Schmke, when you say "give less weight to matches between mismatched players, unless there is an upset of course" (italics added), is that really what you meant? Because a tank job looks exactly like an upset to the computer. I think the computer already throws out matches when the players/teams are more than 0.5 apart. I think you touched on a better idea for eliminating tanking, which to eliminate matches that are too far from the "expected range". It would be simple enough for the USTA to do some calculations to identify match results that are outside, say, a 95% frequency of occurrence, and eliminate them from the NTRP calculation on the suspicion of tanking or injury or other unreliable indicator of ability. Yes that would wipe out the occasional wonderful and wellearned upset, but for every one of those I suspect it would also eliminate 20 tank jobs.
For those wondering what the statistical difference is between a 3.68 and a 3.69, see the table below Using a methodology very similar to Schmke's (so I don't have everyone's true NTRPs, just my estimates), and a large database of over 20,000, here's what I calculate. I sure hope the table comes out legibly.

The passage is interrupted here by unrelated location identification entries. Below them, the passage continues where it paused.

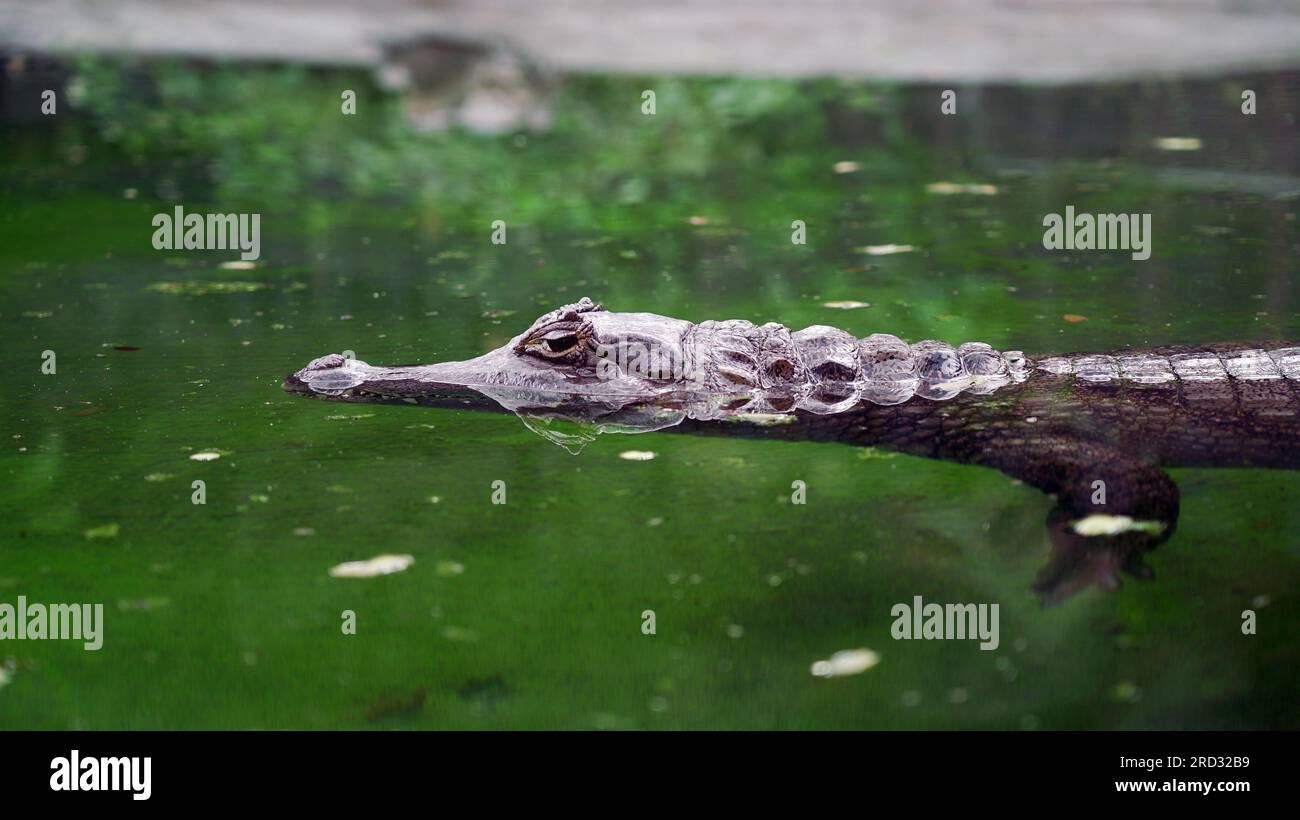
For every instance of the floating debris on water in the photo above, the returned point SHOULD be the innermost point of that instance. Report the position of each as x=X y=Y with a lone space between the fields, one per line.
x=885 y=250
x=203 y=289
x=846 y=662
x=1101 y=524
x=104 y=530
x=377 y=565
x=957 y=187
x=1178 y=143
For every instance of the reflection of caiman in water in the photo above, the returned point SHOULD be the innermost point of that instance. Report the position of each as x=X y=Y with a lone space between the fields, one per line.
x=1093 y=430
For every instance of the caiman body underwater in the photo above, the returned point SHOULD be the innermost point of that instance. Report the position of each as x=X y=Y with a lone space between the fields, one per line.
x=1093 y=430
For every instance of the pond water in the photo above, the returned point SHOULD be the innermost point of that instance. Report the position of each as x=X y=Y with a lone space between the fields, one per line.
x=529 y=614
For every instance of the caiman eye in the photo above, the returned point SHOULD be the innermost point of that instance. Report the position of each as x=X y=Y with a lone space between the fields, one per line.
x=559 y=342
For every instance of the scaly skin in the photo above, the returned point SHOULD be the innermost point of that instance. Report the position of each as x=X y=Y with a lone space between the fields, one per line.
x=1057 y=432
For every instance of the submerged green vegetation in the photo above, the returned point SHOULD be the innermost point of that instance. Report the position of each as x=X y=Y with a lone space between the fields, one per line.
x=376 y=239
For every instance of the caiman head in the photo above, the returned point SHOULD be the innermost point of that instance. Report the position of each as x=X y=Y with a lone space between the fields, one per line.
x=580 y=350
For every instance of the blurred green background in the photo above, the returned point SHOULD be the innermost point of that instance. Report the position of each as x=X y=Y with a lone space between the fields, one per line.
x=375 y=238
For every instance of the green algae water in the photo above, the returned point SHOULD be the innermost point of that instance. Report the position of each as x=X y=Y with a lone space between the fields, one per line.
x=377 y=239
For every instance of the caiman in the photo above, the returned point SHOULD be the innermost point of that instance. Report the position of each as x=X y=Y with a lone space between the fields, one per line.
x=1093 y=430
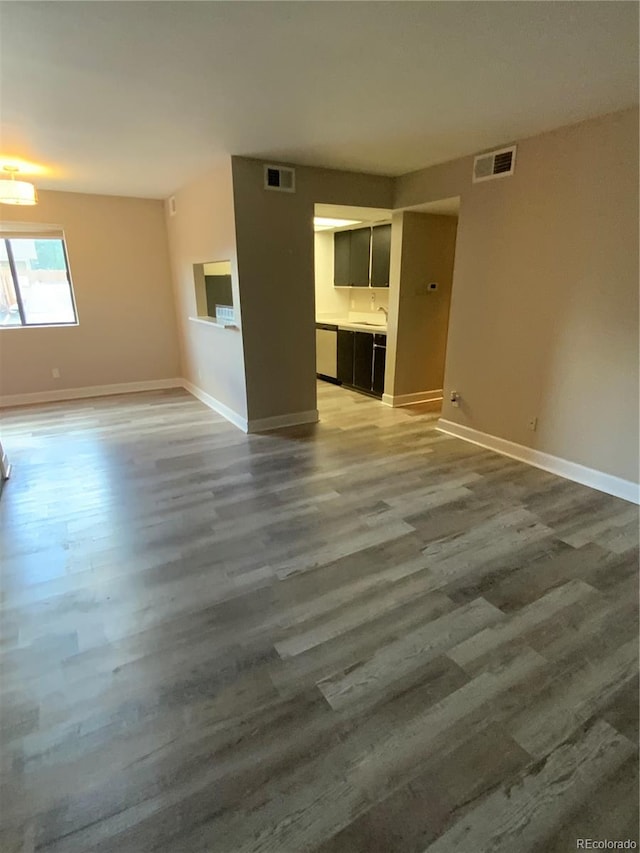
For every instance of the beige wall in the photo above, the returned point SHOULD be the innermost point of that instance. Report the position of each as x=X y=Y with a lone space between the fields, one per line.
x=424 y=247
x=276 y=268
x=201 y=231
x=544 y=314
x=120 y=269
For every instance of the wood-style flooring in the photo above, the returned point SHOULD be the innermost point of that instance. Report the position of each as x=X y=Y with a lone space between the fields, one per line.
x=362 y=636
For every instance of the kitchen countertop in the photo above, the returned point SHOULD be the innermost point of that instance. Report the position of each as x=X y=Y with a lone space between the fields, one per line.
x=353 y=325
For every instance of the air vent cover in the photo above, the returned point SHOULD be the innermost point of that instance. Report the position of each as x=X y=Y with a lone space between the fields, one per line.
x=495 y=164
x=279 y=178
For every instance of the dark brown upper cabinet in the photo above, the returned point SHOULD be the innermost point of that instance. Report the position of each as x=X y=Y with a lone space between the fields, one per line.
x=380 y=255
x=359 y=260
x=342 y=258
x=362 y=256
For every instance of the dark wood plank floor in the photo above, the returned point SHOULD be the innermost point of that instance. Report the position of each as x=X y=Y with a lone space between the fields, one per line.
x=353 y=637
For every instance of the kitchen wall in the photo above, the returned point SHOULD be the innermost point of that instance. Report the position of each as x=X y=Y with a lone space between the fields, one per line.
x=544 y=312
x=119 y=263
x=423 y=247
x=203 y=230
x=276 y=268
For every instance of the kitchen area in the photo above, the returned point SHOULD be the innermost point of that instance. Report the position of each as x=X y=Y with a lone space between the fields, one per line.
x=352 y=274
x=383 y=282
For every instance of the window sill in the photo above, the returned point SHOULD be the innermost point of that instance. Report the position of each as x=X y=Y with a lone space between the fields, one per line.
x=210 y=321
x=38 y=326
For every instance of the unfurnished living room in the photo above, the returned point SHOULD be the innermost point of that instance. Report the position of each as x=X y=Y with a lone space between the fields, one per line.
x=319 y=427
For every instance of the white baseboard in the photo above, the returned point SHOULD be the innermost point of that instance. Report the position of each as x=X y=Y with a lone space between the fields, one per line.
x=280 y=421
x=625 y=489
x=410 y=399
x=216 y=405
x=88 y=391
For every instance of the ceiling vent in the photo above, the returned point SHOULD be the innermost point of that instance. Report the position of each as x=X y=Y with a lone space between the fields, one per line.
x=280 y=178
x=495 y=164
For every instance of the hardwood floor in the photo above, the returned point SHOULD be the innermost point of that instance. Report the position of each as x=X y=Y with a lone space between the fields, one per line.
x=353 y=637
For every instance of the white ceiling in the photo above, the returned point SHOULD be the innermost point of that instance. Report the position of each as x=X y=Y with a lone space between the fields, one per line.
x=139 y=97
x=444 y=206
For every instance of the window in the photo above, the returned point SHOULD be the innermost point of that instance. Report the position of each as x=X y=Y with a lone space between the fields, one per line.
x=35 y=286
x=214 y=292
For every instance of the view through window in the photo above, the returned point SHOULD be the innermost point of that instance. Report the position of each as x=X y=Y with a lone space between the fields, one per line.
x=35 y=286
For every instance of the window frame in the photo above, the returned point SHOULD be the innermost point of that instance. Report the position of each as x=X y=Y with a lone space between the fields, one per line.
x=6 y=239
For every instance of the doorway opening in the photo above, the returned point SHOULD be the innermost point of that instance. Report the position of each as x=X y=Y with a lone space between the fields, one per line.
x=352 y=252
x=383 y=284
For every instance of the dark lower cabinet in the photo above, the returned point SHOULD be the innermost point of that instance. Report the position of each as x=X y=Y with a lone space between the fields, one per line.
x=363 y=361
x=379 y=361
x=346 y=342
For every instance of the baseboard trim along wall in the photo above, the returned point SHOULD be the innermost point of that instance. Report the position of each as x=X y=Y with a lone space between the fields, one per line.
x=280 y=421
x=616 y=486
x=216 y=405
x=410 y=399
x=88 y=391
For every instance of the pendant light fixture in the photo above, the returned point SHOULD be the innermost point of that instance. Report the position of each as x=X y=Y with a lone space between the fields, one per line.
x=16 y=192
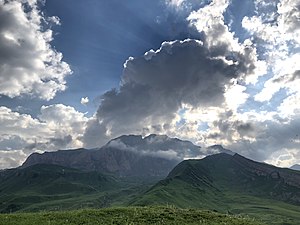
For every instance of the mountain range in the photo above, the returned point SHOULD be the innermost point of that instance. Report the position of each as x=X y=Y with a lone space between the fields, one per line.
x=127 y=155
x=136 y=170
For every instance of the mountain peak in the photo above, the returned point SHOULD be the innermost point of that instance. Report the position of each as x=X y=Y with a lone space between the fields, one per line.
x=219 y=149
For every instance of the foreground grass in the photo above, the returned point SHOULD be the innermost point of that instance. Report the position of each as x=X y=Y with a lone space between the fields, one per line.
x=126 y=215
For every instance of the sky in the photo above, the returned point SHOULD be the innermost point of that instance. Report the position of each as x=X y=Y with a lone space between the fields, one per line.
x=78 y=73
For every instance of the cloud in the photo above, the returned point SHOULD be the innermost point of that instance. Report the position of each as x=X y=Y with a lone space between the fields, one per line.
x=29 y=65
x=9 y=159
x=84 y=100
x=155 y=86
x=57 y=127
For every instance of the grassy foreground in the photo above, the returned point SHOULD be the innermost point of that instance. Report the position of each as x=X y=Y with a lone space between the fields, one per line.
x=126 y=215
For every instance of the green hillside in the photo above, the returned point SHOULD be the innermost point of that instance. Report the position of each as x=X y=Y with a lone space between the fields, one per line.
x=52 y=187
x=230 y=184
x=129 y=215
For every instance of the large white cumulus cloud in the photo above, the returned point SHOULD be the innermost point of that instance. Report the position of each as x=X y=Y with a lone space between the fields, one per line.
x=154 y=87
x=28 y=63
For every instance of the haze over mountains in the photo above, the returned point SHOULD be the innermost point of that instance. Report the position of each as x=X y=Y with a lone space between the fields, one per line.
x=132 y=170
x=128 y=155
x=295 y=167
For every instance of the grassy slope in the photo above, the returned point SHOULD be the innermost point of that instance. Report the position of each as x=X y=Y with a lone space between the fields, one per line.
x=50 y=187
x=129 y=215
x=192 y=185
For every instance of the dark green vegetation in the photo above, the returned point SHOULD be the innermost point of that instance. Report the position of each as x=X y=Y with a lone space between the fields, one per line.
x=129 y=215
x=223 y=183
x=231 y=184
x=51 y=187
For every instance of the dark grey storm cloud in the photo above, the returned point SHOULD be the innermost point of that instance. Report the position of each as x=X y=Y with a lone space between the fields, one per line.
x=258 y=140
x=155 y=86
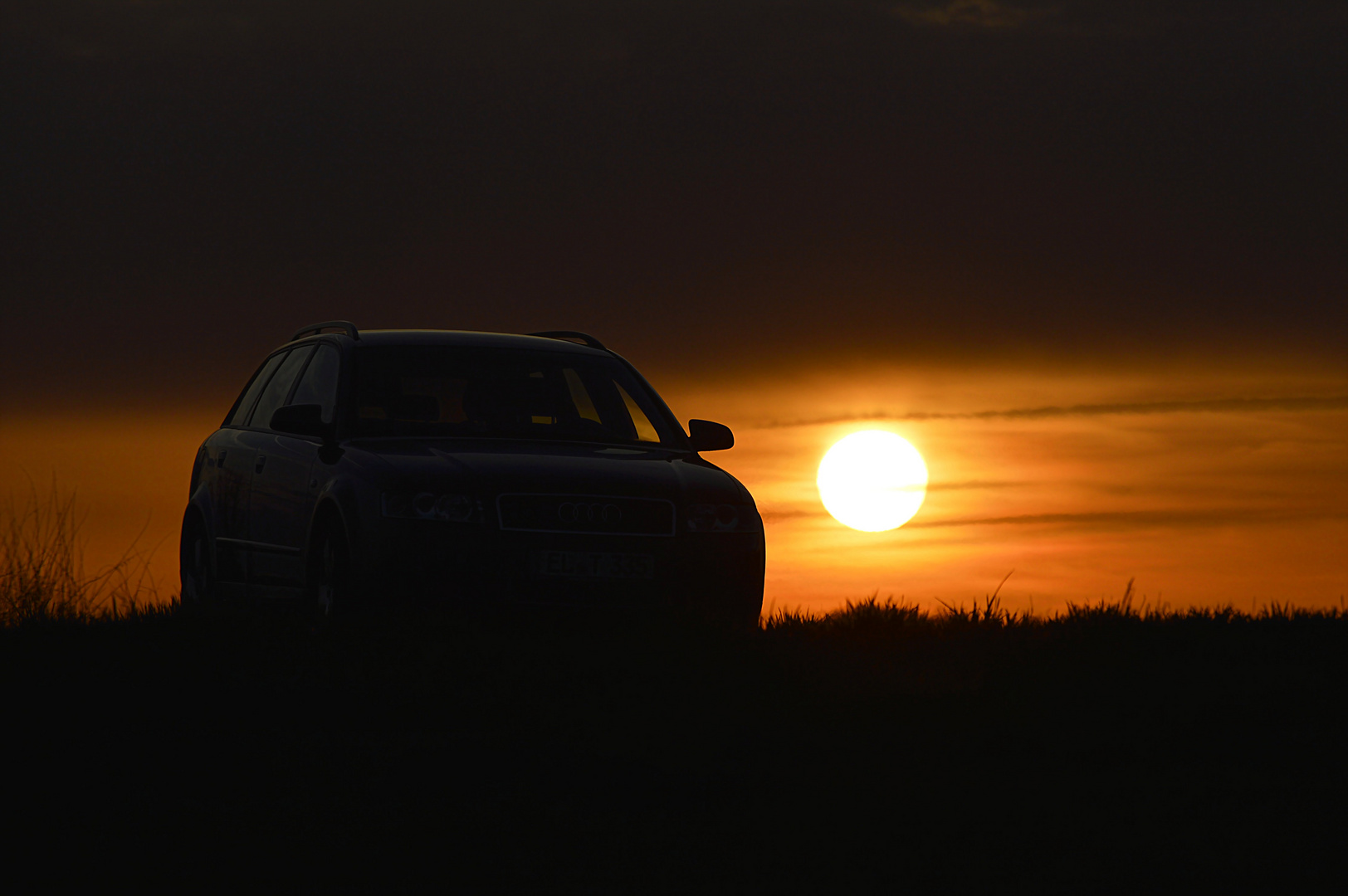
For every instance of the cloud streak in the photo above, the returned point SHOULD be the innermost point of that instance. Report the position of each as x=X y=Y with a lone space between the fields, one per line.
x=1208 y=406
x=1114 y=519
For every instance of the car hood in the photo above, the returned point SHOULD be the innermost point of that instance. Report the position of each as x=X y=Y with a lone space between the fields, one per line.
x=490 y=468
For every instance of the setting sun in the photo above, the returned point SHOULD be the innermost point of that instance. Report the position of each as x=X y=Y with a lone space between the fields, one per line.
x=872 y=481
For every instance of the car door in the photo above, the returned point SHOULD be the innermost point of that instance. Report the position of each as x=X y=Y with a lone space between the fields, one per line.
x=229 y=469
x=279 y=480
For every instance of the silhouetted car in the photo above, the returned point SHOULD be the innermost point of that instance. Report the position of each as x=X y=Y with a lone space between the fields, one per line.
x=440 y=465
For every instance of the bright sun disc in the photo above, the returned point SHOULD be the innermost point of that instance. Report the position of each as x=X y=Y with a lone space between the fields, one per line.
x=872 y=481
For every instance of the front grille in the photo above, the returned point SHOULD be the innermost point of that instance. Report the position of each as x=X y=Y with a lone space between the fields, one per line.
x=587 y=514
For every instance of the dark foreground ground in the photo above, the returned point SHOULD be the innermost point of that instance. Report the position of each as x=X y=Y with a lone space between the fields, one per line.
x=530 y=751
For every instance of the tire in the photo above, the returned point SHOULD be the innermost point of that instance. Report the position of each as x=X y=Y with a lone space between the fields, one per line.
x=330 y=587
x=196 y=565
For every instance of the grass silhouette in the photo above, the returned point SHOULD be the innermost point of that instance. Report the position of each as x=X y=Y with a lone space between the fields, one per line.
x=42 y=570
x=878 y=747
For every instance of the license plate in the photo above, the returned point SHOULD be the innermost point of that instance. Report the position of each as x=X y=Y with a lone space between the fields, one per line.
x=593 y=565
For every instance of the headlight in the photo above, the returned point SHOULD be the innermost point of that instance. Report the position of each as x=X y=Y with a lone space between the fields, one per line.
x=721 y=518
x=429 y=505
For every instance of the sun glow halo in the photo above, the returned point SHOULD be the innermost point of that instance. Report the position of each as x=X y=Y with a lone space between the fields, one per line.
x=872 y=481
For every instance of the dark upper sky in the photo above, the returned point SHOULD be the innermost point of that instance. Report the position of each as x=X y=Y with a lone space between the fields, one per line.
x=706 y=185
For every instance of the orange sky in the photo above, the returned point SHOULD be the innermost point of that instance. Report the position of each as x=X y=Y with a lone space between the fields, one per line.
x=1204 y=487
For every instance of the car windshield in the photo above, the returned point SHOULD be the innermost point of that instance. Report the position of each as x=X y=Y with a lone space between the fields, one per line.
x=501 y=394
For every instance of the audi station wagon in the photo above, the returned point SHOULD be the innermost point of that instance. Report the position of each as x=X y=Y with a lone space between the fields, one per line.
x=437 y=465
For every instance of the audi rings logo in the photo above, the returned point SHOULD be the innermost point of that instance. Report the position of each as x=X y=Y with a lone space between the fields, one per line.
x=579 y=514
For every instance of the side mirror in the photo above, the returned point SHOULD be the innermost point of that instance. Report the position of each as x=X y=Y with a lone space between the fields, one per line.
x=710 y=437
x=300 y=419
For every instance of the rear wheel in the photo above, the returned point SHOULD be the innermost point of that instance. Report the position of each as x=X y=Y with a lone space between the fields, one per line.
x=194 y=563
x=330 y=578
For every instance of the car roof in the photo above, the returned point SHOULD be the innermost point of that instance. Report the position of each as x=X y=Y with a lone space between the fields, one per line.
x=468 y=338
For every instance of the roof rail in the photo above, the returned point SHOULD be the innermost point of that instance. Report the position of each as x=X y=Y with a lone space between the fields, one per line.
x=313 y=329
x=572 y=336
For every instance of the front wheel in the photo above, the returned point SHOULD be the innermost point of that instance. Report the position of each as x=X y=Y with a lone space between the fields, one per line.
x=194 y=563
x=330 y=580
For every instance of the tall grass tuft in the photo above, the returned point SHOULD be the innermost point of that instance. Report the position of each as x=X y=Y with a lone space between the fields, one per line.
x=42 y=570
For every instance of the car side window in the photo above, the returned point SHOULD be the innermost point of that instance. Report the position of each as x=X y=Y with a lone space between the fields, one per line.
x=244 y=406
x=274 y=394
x=642 y=423
x=319 y=384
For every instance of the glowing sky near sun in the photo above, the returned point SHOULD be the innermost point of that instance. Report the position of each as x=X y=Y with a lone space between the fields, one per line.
x=1205 y=488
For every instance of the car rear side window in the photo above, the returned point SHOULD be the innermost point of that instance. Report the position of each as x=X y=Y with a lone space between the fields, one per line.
x=274 y=394
x=501 y=394
x=319 y=384
x=244 y=406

[Rating difference] [% won by higher player]
0.000.01 52%
0.010.05 55%
0.050.10 63%
0.100.15 69%
0.150.20 72%
0.200.25 77%
0.250.30 80%
0.300.35 83%
0.350.40 86%
0.400.45 89%
0.450.50 91%
I suspect the percentages for the upper categories are somewhat artificially depressed by tanking, but of course have no proof.
So the answer to 3.68 vs. 3.69 is one could expect the 3.69 to win about 52% of the time, based on this admittedly limited sample and imperfect NTRP calculation method.
For my third and fourth cents I'd agree that in a redesign I'd add some weighting for actually winning the match. But to base ratings solely on won/lost records would be much more flawed than even the current system, for all the reasons schmke points out.